I have dreams, and I work my ass off stumbling in the general direction of those dreams. And all I ask is this: If I tell you to get off my lawn, get off my lawn. If I don't tell you to get off my lawn, come on in! Let's drink beer and play Xbox. I am one of approximately 301,139,947 other people who all think they are special. Are we all really special? Who knows. Probably not. It's a savage world and life is cheap. But we think we are. That's what counts.

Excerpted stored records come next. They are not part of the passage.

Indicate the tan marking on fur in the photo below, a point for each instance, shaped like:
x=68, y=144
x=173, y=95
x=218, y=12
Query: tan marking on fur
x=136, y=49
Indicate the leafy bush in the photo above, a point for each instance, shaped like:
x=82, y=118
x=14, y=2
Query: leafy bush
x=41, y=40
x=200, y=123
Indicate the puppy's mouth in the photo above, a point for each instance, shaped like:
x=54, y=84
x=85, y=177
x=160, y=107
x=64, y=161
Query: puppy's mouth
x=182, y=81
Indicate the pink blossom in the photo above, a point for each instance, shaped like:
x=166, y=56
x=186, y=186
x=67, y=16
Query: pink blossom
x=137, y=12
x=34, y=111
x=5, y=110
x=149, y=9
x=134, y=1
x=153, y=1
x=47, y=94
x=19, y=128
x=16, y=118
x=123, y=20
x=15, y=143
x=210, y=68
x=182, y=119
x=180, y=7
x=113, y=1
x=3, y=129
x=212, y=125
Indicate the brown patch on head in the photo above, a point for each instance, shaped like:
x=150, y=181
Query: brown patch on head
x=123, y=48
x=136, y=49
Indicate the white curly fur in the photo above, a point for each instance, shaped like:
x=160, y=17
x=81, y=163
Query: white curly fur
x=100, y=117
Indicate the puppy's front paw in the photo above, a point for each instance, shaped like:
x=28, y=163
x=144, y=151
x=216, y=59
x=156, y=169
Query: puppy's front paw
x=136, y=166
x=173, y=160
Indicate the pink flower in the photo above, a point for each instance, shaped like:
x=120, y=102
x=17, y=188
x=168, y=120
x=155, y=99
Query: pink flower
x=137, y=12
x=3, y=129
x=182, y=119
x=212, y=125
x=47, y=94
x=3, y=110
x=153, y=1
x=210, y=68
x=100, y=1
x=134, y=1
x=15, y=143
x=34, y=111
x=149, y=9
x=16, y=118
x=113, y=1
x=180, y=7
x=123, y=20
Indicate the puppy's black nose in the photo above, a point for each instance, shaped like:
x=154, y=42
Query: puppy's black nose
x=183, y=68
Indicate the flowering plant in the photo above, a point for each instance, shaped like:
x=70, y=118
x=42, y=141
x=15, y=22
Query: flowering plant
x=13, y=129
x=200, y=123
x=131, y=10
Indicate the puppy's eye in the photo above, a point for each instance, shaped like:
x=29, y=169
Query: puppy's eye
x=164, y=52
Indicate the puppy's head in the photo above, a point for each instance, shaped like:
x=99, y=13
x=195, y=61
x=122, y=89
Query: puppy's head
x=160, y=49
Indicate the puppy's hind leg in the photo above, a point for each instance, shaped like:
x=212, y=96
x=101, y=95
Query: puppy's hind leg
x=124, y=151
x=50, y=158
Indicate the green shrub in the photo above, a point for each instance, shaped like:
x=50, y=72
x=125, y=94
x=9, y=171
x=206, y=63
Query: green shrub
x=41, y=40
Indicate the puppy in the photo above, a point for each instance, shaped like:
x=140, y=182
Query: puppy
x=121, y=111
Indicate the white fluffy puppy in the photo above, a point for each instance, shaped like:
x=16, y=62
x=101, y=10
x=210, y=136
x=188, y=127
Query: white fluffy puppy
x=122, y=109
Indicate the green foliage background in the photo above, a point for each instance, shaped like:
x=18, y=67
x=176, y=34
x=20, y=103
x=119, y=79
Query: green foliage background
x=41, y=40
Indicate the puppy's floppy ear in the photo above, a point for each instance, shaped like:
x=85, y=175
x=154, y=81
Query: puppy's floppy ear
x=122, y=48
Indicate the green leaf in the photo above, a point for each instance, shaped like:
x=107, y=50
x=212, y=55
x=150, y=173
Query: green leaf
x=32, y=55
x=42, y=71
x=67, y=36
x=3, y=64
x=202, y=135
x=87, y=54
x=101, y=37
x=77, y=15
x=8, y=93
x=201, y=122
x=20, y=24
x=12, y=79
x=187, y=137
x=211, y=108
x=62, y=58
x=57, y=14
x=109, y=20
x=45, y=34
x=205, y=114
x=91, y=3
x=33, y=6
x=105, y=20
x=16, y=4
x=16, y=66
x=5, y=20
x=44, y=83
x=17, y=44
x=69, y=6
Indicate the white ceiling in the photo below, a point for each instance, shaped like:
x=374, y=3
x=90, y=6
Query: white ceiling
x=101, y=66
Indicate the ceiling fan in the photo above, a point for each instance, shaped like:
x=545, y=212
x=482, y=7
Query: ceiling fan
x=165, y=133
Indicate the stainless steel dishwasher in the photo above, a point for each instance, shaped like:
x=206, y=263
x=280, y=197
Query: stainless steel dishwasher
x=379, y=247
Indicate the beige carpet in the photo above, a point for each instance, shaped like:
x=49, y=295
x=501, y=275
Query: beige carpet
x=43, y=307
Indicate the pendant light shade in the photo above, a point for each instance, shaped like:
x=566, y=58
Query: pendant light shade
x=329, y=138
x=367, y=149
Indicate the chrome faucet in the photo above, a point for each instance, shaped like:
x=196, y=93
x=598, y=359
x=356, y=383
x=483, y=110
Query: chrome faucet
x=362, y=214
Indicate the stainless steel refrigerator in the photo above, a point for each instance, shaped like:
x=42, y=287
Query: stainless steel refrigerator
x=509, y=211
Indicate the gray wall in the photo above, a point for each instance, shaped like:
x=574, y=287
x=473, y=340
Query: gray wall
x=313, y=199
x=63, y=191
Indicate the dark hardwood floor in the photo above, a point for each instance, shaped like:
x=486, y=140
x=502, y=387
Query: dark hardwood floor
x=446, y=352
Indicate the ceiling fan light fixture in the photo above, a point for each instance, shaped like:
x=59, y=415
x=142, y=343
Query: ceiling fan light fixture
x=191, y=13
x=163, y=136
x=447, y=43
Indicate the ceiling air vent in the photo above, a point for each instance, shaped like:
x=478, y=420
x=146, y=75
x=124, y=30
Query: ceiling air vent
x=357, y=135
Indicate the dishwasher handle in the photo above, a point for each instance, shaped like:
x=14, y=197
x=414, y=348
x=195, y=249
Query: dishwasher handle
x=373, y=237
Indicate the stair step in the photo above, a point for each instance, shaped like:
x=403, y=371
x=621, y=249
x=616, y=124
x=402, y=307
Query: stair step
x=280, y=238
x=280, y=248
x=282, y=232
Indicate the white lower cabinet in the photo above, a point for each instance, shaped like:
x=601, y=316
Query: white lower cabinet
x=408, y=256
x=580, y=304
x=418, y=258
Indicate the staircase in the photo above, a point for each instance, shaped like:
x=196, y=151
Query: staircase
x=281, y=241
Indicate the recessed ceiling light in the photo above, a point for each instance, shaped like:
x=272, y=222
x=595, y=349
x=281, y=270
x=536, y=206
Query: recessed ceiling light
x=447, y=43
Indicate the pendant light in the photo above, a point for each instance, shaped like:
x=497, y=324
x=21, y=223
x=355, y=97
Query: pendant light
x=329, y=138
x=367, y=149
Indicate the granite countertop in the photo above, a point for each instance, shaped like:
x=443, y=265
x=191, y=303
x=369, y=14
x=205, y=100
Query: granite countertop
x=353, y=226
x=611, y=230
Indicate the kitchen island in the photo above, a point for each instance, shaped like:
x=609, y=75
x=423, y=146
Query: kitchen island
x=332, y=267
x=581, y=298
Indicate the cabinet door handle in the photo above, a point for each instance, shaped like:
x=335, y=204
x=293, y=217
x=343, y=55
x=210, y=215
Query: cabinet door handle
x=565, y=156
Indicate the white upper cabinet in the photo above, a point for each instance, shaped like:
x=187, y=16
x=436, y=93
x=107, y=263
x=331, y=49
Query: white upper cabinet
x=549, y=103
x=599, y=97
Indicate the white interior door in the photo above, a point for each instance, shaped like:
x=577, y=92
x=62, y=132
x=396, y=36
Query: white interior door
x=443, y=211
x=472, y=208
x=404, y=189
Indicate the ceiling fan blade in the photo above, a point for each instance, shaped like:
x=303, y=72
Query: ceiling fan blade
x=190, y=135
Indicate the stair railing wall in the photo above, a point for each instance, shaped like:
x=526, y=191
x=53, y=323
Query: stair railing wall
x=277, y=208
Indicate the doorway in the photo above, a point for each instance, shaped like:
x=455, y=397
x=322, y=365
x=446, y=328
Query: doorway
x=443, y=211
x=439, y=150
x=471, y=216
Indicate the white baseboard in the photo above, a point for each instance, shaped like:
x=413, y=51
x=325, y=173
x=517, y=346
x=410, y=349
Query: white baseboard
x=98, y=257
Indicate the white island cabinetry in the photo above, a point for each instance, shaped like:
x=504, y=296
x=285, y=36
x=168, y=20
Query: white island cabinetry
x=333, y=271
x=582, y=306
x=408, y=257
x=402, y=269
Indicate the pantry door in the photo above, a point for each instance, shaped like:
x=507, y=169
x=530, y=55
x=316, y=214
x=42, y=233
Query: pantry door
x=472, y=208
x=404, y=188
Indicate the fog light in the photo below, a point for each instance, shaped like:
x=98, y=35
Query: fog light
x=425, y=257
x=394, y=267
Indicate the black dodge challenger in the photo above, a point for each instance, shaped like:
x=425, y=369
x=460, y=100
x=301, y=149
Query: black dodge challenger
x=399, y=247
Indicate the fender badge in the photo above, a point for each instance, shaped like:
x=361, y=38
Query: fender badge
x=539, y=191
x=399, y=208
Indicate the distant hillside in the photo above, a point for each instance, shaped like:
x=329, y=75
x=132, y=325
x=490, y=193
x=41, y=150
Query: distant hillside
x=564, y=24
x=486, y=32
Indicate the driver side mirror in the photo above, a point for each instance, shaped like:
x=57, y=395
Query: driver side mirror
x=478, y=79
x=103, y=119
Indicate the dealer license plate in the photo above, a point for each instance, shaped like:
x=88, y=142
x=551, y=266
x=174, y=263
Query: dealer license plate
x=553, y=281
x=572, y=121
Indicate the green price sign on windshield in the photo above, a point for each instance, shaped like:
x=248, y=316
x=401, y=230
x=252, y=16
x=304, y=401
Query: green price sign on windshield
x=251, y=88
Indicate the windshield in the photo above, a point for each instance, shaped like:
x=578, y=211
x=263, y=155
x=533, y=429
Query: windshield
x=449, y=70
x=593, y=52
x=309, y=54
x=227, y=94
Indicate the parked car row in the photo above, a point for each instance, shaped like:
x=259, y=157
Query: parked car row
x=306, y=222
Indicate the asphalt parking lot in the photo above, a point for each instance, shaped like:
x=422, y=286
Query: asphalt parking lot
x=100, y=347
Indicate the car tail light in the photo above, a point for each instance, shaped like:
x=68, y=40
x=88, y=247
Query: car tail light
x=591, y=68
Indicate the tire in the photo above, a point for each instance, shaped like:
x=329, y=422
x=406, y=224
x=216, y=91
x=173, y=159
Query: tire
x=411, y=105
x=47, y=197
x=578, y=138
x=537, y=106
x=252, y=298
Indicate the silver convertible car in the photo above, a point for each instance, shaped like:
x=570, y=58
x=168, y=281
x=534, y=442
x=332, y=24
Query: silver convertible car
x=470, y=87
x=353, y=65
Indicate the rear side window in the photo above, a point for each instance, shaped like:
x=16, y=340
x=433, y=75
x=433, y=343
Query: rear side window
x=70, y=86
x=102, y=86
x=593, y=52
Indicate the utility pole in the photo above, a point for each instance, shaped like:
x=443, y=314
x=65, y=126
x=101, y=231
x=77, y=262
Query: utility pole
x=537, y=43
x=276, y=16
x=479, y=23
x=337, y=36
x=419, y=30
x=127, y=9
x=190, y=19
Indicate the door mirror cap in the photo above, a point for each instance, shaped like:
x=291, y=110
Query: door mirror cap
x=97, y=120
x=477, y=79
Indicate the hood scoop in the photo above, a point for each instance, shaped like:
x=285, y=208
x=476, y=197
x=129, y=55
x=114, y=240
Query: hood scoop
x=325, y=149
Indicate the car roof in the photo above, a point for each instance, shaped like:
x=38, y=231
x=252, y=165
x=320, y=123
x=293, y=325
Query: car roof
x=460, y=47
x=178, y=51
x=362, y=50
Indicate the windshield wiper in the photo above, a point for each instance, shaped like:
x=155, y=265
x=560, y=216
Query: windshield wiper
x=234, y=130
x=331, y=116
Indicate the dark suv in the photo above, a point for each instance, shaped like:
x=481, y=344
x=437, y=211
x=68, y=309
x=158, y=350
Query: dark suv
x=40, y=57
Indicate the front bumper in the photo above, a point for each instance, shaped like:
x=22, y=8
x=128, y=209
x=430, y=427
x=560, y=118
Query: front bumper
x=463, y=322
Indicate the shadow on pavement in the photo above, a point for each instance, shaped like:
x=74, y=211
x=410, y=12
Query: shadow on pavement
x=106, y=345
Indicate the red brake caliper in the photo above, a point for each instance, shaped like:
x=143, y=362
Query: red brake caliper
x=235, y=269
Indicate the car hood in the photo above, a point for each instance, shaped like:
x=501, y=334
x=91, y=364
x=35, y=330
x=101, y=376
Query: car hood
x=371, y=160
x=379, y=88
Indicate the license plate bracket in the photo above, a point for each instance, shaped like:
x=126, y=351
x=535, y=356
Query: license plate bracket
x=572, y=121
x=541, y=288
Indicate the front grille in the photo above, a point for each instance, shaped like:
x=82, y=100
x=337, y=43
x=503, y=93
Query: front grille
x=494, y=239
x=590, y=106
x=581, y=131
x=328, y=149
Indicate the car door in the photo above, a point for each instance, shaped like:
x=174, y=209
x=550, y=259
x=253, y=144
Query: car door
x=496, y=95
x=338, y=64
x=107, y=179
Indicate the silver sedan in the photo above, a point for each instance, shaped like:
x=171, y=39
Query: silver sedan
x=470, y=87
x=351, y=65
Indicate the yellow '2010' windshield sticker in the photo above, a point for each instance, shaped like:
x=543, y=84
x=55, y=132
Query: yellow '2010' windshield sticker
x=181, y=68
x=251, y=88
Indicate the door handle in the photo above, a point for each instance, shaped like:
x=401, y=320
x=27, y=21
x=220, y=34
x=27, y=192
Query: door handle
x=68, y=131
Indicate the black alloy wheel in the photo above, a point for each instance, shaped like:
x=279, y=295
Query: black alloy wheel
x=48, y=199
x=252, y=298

I'm not excusing our excesses and mistakes. Actions have consequences, and even America is not immune to that fundamental fact of nature. We all go down together. But we're still awesome, not down for the count. It is a dark time for the rebel alliance. But our adaptability and individuality will succeed. Each of us will succeed, alone and together. We can't count on politicians because, let's face it, they are glorified sanitation workers. Count, instead, on the Awesomeness of America: our pursuit will not be deterred or delayed. Don't call it a comeback.
Winston Churchill once wrote "Always count on America to do the right thing, after they've exhausted every other option." Well we've done everything except the right thing for a nice long stretch of time and we're, if nothing else, exhausted. Looks like we're well on our way ladies and gents!